Coraz bardziej żałowała, że tu przyszła. Świadome rozdrapywanie ran nijak jej pomagało, a w głowie jedynie lekko szumiało od porcji wina. Z odrobiną grymasu pomyślała, że z chęcią upiłaby się do granicy przytomności, gdyby nie towarzystwo kobiet i resztki godności. Nie wypadało damie nadużywać alkoholu, nie publicznie. 

W domu byłaby chociaż trochę wolna. Ale co z tego domu zostało? Nienawidziła tych zimnych ścian, bo przypominały o czasie, gdy nie znała mieszkania w brooklyńskiej kamienicy. Nienawidziła swojego domu, bo jej domem nazywała... 

Jej domem był James. 

Zagryzła wargę. Chyba za mocno, posmak krwi zmieszał się z pozostałością wina na języku, ale ledwie zmarszczyła brwi. Zamiast tego, wbijała wzrok w zmanierowany blat stolika, pragnąc jakoś oderwać się od tej... obrzydliwie sztucznej rzeczywistości. 

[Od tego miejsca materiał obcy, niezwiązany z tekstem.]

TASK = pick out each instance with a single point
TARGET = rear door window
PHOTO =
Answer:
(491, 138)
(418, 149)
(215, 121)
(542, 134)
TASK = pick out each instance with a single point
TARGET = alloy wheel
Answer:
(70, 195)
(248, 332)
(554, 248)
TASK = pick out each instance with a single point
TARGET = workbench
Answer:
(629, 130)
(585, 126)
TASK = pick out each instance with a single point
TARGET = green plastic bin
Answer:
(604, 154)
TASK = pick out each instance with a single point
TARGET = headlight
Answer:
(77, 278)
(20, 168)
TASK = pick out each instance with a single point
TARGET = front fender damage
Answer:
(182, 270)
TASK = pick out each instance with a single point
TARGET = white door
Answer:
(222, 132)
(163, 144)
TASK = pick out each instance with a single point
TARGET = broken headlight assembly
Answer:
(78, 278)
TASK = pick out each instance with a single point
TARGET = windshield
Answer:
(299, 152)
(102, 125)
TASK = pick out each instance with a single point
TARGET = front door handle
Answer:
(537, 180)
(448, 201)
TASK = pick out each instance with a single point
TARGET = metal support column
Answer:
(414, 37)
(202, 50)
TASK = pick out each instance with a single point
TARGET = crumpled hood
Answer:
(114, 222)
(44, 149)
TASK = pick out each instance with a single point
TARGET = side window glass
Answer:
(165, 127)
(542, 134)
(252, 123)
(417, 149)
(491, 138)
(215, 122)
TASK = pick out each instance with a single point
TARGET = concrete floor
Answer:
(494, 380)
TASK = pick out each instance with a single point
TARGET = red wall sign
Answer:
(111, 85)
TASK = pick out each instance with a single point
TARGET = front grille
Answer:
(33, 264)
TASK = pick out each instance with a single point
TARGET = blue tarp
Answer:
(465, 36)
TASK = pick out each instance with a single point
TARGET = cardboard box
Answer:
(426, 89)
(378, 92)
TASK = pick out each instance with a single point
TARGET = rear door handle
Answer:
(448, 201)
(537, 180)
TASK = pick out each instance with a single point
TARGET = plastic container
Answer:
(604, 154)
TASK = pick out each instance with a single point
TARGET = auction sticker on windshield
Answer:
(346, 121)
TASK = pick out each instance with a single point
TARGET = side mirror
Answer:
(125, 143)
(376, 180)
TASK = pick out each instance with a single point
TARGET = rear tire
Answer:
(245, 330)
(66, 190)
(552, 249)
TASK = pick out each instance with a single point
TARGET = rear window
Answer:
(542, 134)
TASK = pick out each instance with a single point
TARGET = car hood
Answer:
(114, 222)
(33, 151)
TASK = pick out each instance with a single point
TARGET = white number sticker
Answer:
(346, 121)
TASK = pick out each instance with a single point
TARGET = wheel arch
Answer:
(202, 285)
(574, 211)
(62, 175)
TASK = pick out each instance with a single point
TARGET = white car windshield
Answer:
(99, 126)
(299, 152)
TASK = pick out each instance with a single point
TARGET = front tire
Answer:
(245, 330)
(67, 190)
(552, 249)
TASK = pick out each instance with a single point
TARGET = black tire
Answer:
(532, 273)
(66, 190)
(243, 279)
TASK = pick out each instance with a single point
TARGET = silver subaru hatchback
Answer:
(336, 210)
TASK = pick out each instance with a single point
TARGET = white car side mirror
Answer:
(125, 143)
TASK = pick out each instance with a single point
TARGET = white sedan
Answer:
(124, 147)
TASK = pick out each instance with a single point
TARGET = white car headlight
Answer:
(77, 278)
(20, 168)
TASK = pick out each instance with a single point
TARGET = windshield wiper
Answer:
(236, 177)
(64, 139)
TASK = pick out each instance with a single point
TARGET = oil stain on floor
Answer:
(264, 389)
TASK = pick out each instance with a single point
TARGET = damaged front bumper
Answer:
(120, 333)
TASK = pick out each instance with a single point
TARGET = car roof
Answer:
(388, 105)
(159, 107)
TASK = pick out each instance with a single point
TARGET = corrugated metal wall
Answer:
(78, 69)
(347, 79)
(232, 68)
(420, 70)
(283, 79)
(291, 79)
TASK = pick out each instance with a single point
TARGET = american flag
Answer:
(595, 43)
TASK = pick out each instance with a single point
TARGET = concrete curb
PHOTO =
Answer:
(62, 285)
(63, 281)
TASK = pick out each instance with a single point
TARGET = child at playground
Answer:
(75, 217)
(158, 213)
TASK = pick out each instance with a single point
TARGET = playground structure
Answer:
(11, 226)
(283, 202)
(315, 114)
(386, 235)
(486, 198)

—... był szarmancki, odprowadził mnie do domu. 

Wyłapywała pojedyncze słowa, niezbyt chętna, żeby składać to w całość. Domówiła sobie alkoholu, nie bacząc na krzywe, pełne dezaprobaty spojrzenia koleżanek. Kelner postawił przed nią szklankę whiskey z lodem i, gdyby się przyjrzała, dostrzegłaby pogardę również na jego twarzy. Zdusiła papieros w popielniczce, dociskając bardziej niż to konieczne. 

Zignorowała. 

—... chyba spotkamy się jeszcze. To naprawdę miły mężczyzna. 

Upiła łyk. Wyobraziła sobie, jak grdyka Jamesa poruszała się miarowo wraz z tym ruchem. Zastanawiała się, czy lubił ten smak, czy wybierał go z przyzwyczajenia. 

—... pracuje w fabryce, ale ma bardzo delikatne dłonie. 

Dłonie Jamesa w jej własnych, oplatające nadgarstek, obejmujące policzek. Śledzące krzywizny ciała, sunące po obojczykach, mostku, piersiach, żebrach. Trzymające biodra, czule, acz pewnie. Bezpieczne dłonie, w które został wciśnięty karabin. 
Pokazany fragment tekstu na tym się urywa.